WHO 2022 diagnostic criteria require all 3 major criteria OR first 2 major + minor: Major: (1) Hemoglobin >16.5 g/dL men, >16 g/dL women OR hematocrit >49% men, >48% women OR red cell mass >25% above mean predicted; (2) Bone marrow biopsy showing hypercellularity for age with trilineage proliferation including pleomorphic mature megakaryocytes; (3) Presence of JAK2 V617F or JAK2 exon 12 mutation. Minor: subnormal serum erythropoietin level. Differential diagnosis includes secondary erythrocytosis from hypoxia (chronic lung disease, sleep apnea, high altitude, smoking), erythropoietin-secreting tumors (renal cell carcinoma, hepatocellular carcinoma, hemangioblastoma), congenital polycythemias (Chuvash polycythemia, EPOR mutations).

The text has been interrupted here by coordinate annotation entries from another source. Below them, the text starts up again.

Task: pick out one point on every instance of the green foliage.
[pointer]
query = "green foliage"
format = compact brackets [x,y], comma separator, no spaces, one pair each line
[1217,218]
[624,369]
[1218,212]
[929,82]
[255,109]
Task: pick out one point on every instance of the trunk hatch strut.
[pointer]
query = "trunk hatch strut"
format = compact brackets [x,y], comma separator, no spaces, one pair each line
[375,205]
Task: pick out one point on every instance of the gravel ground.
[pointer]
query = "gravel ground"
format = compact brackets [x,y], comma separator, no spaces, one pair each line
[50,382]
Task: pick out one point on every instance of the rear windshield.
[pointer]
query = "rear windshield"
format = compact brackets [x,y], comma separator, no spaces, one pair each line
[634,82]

Treatment is risk-adapted based on age and prior thrombosis: low-risk (age <60, no prior thrombosis) receives phlebotomy targeting hematocrit <45% (CYTO-PV trial showed reduced cardiovascular events vs <50% target) plus low-dose aspirin 81-100 mg daily. High-risk (age >=60 OR prior thrombosis) requires cytoreductive therapy: first-line hydroxyurea 500-1500 mg daily titrated to maintain hematocrit <45% and platelets <400,000/microL; pegylated interferon alfa-2a or ropeginterferon alfa-2b for younger patients (preferred during pregnancy and may achieve molecular response with reduced JAK2 V617F allele burden). Ruxolitinib (JAK1/2 inhibitor) is approved for hydroxyurea-resistant or intolerant PV, providing hematocrit control, spleen size reduction, and symptom relief. Major complications include arterial and venous thrombosis (cardiovascular events, stroke, deep vein thrombosis, splanchnic vein thrombosis especially Budd-Chiari syndrome), bleeding, transformation to post-PV myelofibrosis (10-20% at 20 years), and acute leukemia (3-10% at 20 years). Patients should manage cardiovascular risk factors (smoking cessation, BP, lipids, diabetes), avoid dehydration, and report new neurologic or thrombotic symptoms immediately.